Por las calles semidesiertas de Nicosia circulaba ya ayer, domingo, el rumor de que tampoco abrirán el miércoles. “Dudo mucho que vuelvan a estar operativas hasta que se aclare la situación. Y nadie sabe cuándo será eso”, añade el analista Mouzakis.

El terremoto ocasionado por la constatación de que los ahorros de algunos europeos no están a salvo, ni siquiera los 100.000 euros que en teoría eran intocables, se ha dejado oír en todo el continente. Los más preocupados son los países del sur, temerosos de que este episodio en un país que no llega al millón de habitantes y con un PIB minúsculo reavive las tormentas que últimamente habían amainado.
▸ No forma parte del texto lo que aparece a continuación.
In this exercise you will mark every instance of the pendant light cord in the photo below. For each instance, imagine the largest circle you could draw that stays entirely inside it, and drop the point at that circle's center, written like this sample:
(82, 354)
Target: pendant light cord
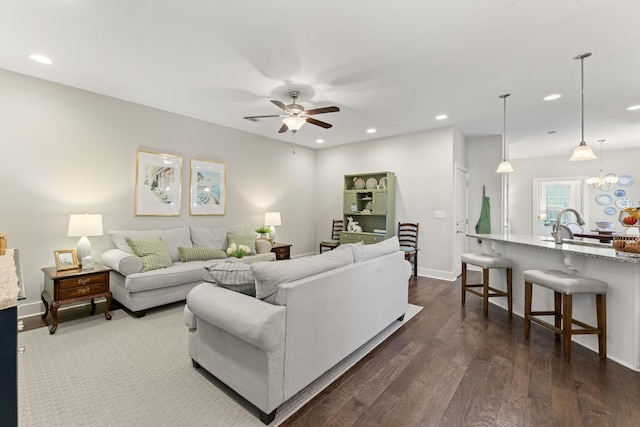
(504, 127)
(581, 58)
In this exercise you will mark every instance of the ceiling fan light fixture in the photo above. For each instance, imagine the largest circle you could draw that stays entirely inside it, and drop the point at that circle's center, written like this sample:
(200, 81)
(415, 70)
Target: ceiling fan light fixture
(294, 123)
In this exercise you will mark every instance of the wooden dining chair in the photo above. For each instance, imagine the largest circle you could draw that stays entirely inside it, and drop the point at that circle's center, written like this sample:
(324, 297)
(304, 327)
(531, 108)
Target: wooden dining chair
(408, 237)
(336, 227)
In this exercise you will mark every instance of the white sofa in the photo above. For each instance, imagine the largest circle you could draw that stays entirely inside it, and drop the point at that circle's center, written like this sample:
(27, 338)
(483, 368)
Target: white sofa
(321, 309)
(139, 290)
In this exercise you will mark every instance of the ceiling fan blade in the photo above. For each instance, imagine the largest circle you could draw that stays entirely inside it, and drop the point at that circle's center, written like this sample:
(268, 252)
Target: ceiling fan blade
(332, 109)
(280, 105)
(254, 118)
(318, 123)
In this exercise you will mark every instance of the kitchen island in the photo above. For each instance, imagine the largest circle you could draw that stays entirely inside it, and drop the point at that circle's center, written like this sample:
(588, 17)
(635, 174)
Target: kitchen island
(598, 261)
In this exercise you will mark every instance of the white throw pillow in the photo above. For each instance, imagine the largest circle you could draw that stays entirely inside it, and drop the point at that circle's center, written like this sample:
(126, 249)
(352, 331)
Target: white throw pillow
(213, 237)
(172, 238)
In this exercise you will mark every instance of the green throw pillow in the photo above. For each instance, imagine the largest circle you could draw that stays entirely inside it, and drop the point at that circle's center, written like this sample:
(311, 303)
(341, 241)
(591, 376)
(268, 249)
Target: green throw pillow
(200, 254)
(239, 239)
(235, 276)
(153, 253)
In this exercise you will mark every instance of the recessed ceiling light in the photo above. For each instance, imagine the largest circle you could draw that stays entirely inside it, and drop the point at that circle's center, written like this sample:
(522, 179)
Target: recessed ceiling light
(41, 59)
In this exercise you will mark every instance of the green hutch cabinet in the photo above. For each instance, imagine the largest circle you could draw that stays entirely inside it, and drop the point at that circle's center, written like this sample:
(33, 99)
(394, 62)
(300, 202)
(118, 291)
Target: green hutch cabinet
(369, 198)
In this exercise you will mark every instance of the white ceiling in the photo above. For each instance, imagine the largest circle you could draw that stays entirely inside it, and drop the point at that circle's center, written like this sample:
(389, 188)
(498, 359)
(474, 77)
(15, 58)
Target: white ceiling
(391, 65)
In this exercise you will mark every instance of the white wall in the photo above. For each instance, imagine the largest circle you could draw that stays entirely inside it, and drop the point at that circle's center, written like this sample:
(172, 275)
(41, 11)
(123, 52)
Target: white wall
(484, 155)
(70, 151)
(423, 164)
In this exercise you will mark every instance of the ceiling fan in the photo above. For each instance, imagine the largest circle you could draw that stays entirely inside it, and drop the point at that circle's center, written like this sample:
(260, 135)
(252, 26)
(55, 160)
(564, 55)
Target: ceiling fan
(295, 115)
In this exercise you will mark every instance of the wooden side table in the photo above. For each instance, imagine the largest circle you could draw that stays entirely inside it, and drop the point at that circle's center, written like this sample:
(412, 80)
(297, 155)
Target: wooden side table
(282, 250)
(65, 287)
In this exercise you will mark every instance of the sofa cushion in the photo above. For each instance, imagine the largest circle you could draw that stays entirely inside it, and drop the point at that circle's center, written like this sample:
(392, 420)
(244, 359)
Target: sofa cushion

Alemania y el FMI, en cambio, se salen con la suya al garantizar que a los chipriotas no les salen gratis los excesos del pasado y que la deuda pública del país no se disparará a niveles insostenibles, verdadera obsesión del organismo que encabeza Christine Lagarde. Rusia —cuyos millonarios habían elegido la pequeña isla para guardar un dinero no siempre obtenido por medios legales— ha insinuado que relajará las condiciones del préstamo de 2.500 millones que concedió en 2011 a Chipre a cambio de que el Gobierno le suministre información sobre los evasores fiscales. Y Reino Unido se encargó de garantizar los fondos de los británicos desplazados a la isla. “Las personas que están cumpliendo una labor para nuestro país en Chipre serán protegidas”, aseguró en la BBC el ministro de Economía, George Osborne, en referencia a miles de militares y funcionarios.